Back

Noc Draculi

Noc Draculi

Najdłuższa i najstraszniejsza noc musi się skończyć. Noc Draculi również. Zostały tylko wspomnienia i garść fotografii….

A zaczęło się wczesnym popołudniem 20 sierpnia na szkółce leśnej Nadleśnictwa Chojnów. Zjechali się najpierw

organizatorzy (Nadleśnictwo Chojnów i Chojnowski Park Krajobrazowy) dbający o właściwy poziom adrenaliny krążącej w naszych żyłach,

Chiropterolodzy Marek Kowalski i Maria Łepkowska – nasza siła merytoryczna, dająca nam szansę na przeżycie

i wreszcie najodważniejsi z odważnych – uczestnicy tego ekstremalnego wydarzenia.
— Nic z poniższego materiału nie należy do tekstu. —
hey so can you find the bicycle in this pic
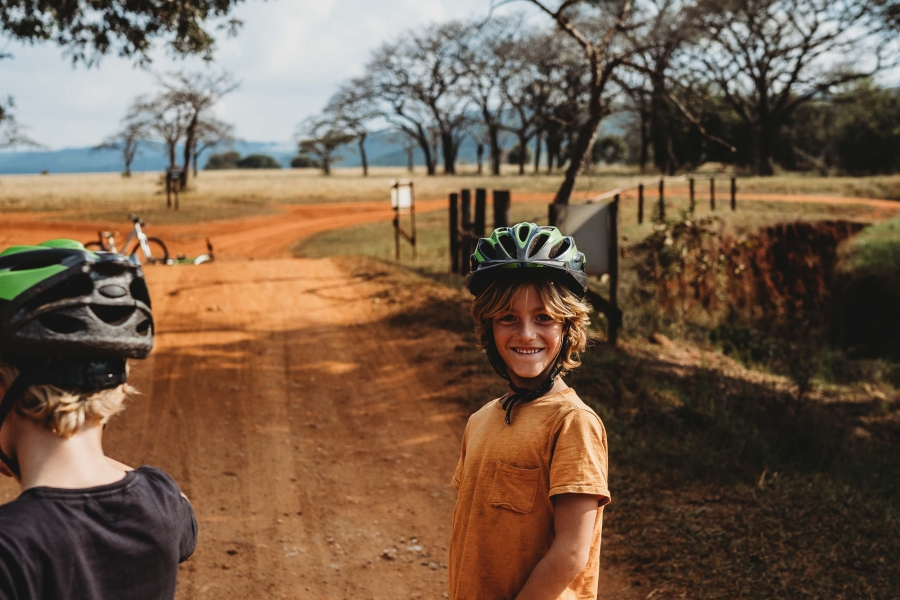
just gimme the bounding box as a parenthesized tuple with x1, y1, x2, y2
(84, 214, 169, 265)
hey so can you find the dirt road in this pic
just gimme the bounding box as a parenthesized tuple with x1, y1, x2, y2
(1, 191, 896, 262)
(0, 258, 640, 598)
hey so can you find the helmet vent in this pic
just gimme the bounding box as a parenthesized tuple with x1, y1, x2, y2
(39, 314, 87, 334)
(527, 233, 550, 257)
(129, 279, 151, 306)
(136, 319, 152, 336)
(517, 226, 530, 243)
(92, 262, 128, 278)
(499, 234, 517, 258)
(548, 239, 571, 259)
(478, 241, 497, 261)
(25, 274, 93, 310)
(90, 305, 136, 326)
(9, 256, 64, 271)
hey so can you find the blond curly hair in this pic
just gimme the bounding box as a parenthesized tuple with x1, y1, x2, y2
(0, 361, 132, 438)
(471, 277, 592, 375)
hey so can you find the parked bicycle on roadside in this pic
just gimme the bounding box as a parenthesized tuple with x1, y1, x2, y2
(84, 214, 169, 265)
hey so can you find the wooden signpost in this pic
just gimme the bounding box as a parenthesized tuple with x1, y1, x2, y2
(391, 180, 417, 260)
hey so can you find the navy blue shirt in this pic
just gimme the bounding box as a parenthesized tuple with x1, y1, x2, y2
(0, 466, 197, 599)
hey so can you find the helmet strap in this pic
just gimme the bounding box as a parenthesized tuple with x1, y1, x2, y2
(497, 334, 569, 425)
(0, 372, 32, 478)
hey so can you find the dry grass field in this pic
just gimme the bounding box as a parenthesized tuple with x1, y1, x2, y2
(2, 166, 898, 226)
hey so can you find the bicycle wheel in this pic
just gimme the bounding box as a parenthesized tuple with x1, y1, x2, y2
(84, 241, 106, 252)
(130, 237, 169, 265)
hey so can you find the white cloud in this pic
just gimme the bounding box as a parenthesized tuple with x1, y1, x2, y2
(2, 0, 503, 149)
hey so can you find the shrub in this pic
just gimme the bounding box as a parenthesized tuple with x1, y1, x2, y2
(204, 151, 241, 170)
(290, 154, 321, 168)
(236, 154, 281, 169)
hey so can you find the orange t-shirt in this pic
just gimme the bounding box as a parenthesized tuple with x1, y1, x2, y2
(449, 387, 611, 600)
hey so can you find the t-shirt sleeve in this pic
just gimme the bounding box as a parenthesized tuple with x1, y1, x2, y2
(548, 408, 611, 506)
(451, 424, 468, 491)
(178, 493, 198, 563)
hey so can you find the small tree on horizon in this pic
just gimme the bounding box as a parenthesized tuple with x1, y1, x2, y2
(296, 117, 355, 175)
(95, 121, 146, 177)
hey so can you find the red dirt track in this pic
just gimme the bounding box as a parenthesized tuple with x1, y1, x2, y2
(0, 192, 895, 598)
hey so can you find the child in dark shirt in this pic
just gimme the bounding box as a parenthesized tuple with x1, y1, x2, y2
(0, 240, 196, 599)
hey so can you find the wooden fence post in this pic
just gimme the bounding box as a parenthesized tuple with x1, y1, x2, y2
(474, 188, 486, 237)
(689, 177, 696, 213)
(493, 190, 511, 229)
(609, 195, 620, 345)
(710, 178, 716, 211)
(658, 178, 665, 221)
(449, 193, 459, 274)
(731, 177, 737, 211)
(638, 184, 644, 224)
(461, 189, 472, 273)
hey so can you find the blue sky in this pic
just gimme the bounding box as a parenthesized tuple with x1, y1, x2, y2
(2, 0, 521, 150)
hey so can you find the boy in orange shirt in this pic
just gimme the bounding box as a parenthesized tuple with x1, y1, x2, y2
(450, 223, 610, 600)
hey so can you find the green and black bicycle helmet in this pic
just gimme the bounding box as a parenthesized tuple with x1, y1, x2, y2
(0, 240, 153, 475)
(467, 223, 588, 425)
(468, 222, 588, 298)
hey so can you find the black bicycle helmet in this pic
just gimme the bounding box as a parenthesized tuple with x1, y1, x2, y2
(467, 223, 588, 424)
(0, 240, 154, 475)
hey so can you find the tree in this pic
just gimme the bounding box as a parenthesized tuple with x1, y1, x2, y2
(691, 0, 896, 175)
(0, 96, 39, 149)
(95, 121, 146, 177)
(1, 0, 246, 65)
(297, 117, 355, 175)
(463, 16, 521, 175)
(126, 93, 191, 171)
(192, 117, 235, 176)
(366, 21, 471, 175)
(324, 80, 378, 176)
(523, 0, 637, 203)
(161, 71, 238, 188)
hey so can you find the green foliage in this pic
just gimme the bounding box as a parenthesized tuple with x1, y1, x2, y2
(0, 0, 245, 64)
(591, 135, 627, 164)
(203, 150, 240, 170)
(235, 154, 281, 169)
(507, 143, 531, 165)
(290, 154, 321, 169)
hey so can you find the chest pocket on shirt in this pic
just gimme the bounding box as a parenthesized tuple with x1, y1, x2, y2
(488, 460, 540, 514)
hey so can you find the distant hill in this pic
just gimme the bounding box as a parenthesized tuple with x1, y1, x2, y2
(0, 114, 631, 175)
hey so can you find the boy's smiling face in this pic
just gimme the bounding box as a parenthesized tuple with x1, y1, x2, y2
(492, 284, 565, 387)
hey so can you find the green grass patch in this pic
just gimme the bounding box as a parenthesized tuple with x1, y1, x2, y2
(842, 213, 900, 275)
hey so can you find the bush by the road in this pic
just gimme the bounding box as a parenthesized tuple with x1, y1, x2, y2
(204, 151, 241, 170)
(236, 154, 281, 169)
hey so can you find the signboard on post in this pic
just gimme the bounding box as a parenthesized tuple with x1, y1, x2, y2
(391, 180, 414, 210)
(390, 180, 417, 260)
(553, 202, 612, 276)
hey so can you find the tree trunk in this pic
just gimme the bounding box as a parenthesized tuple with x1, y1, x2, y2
(181, 113, 199, 190)
(323, 154, 331, 176)
(533, 134, 542, 173)
(489, 125, 502, 176)
(639, 107, 650, 174)
(358, 132, 368, 177)
(167, 142, 177, 170)
(476, 143, 484, 175)
(406, 145, 414, 173)
(750, 120, 774, 176)
(441, 131, 456, 175)
(517, 132, 527, 175)
(192, 151, 199, 177)
(650, 78, 670, 175)
(555, 84, 605, 205)
(417, 133, 435, 176)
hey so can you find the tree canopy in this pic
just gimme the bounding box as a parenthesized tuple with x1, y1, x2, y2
(0, 0, 246, 64)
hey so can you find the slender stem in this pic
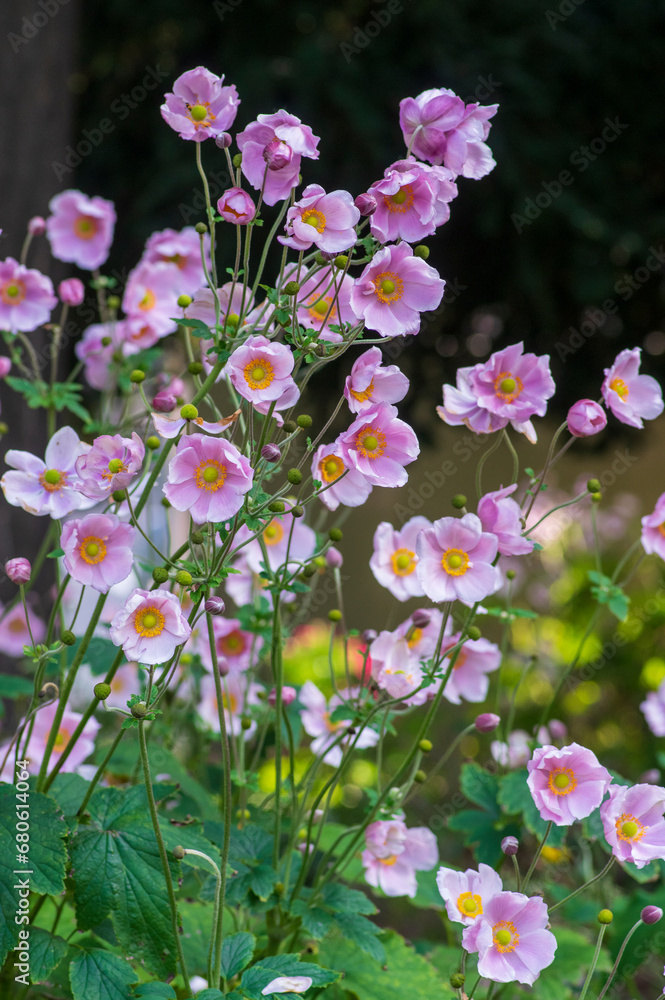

Zaczęliśmy od zebrania i uporządkowania wiedzy, co zwiększyło nasze szanse na zwycięstwo (zdjęcie nr 1). Chiropterolodzy przekazali nam ogrom wiedzy – jak przeżyć nocne spotkanie z nietoperzami.
Potem zbiliśmy 10 budek dla naszego przerażającego przedmiotu zainteresowań (zdjęcie 2). Jeszcze tylko zbiorowe zdjęcie aby w razie zaginięcia uczestników wydarzenia pozostała po nas pamiątka (zdjęcie 3) i wreszcie wyruszyliśmy z sieciami na łowy (zdjęcie 4 i 5).
Po rozstawieniu sieci wzmocniliśmy nadwątlone siły kiełbaską z ogniska i właśnie wtedy się zaczęło. Przyszła wiadomość: złapał się pierwszy nietoperz (zdjęcie 6). Szeptem podawano informację: to Borowiec Wielki (Nyctalus noctula). Faktycznie, jako pierwszy w naszą sieć wpadł właśnie Borowiec. Pan Marek obejrzał starannie nasze trofeum (zdjęcie 7), pomierzył długość przedramienia (zdjęcie 8) i nasza „zdobycz” odleciała łowić dokuczające nam komary. (zdjęcie nr 9, 10 i 11).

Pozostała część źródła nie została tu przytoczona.